Cataract surgery is an outpatient procedure and is executed under local anaesthesia (instillation of drops directly into the eye to be operated); as a rule, the duration of the operation varies between 5 and 10 minutes, and a few hours later it is already possible to appreciate observe the results achieved.
After preparing the patient (pupil dilation) and disinfecting the skin of the eyelids, y two micro incisions are made on the cornea that will make it possible to access with surgical instruments to the anterior chamber and then to the crystalline lens. The content of the crystalline lens is fragmented with an ultrasound system and aspirated, and then be replaced with an artificial lens that fits the patient’s eye.

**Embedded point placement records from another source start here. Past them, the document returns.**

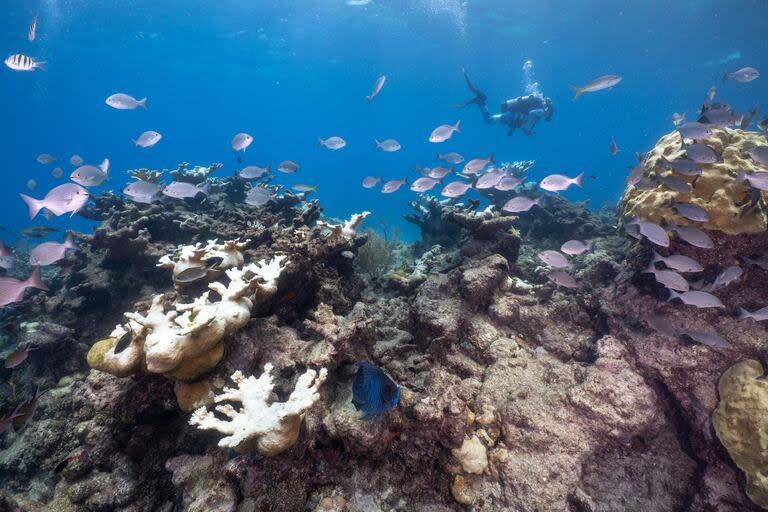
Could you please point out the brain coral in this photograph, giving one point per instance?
(733, 206)
(741, 424)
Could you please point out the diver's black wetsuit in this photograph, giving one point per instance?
(521, 112)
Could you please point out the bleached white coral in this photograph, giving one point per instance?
(184, 340)
(198, 256)
(269, 428)
(349, 228)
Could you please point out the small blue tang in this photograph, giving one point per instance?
(373, 392)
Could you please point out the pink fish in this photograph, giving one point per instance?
(476, 165)
(65, 198)
(521, 204)
(455, 189)
(12, 290)
(49, 253)
(393, 186)
(560, 182)
(444, 132)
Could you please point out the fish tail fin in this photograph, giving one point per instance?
(577, 90)
(34, 205)
(69, 242)
(35, 281)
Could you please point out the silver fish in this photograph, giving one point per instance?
(147, 139)
(121, 101)
(758, 316)
(455, 189)
(379, 82)
(184, 190)
(451, 158)
(700, 153)
(253, 172)
(598, 84)
(393, 186)
(371, 181)
(560, 182)
(388, 145)
(697, 298)
(521, 204)
(691, 211)
(554, 259)
(444, 132)
(333, 143)
(693, 236)
(743, 75)
(476, 165)
(424, 184)
(694, 130)
(563, 279)
(288, 166)
(682, 166)
(576, 247)
(678, 262)
(706, 338)
(508, 183)
(241, 141)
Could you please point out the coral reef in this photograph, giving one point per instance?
(740, 423)
(269, 429)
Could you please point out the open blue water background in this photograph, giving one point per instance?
(290, 72)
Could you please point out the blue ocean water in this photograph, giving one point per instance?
(290, 72)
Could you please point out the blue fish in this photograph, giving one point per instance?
(373, 392)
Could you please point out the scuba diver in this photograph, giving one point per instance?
(521, 112)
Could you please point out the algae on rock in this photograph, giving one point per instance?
(741, 424)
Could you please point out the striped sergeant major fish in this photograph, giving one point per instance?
(19, 62)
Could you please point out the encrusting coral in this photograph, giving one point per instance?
(733, 206)
(741, 424)
(183, 340)
(269, 428)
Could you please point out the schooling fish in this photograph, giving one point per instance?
(451, 158)
(743, 75)
(12, 290)
(371, 181)
(444, 132)
(288, 166)
(476, 165)
(377, 88)
(560, 182)
(598, 84)
(388, 145)
(554, 259)
(333, 143)
(122, 101)
(241, 141)
(147, 139)
(393, 186)
(49, 253)
(697, 298)
(253, 172)
(521, 204)
(19, 62)
(373, 392)
(65, 198)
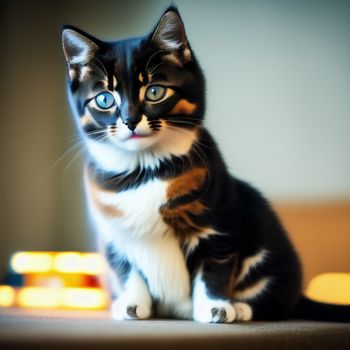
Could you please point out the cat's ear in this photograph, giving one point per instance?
(78, 47)
(170, 34)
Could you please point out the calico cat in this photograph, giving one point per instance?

It can also be performed using a femtosecond laser, this being restricted to cases in which the pupil diameter is large and easily obtainable with the dilation by eyedrops and provided that the cataract is not too mature.
Cataract removal surgery is performed on one eye at a time, usually with a recommended interval of about 10-15 days between the two operations (unless otherwise specified by the ophthalmologist or ophthalmic surgeon). Recovery is fairly fast and with a favourable prognosis if the patient follows carefully the dressing procedures and avoids any attitudes that are consistent with the postoperative healing period (for example, assuming bad postures or failing to use adequate sun protection), but above all in direct proportion to his retinal condition.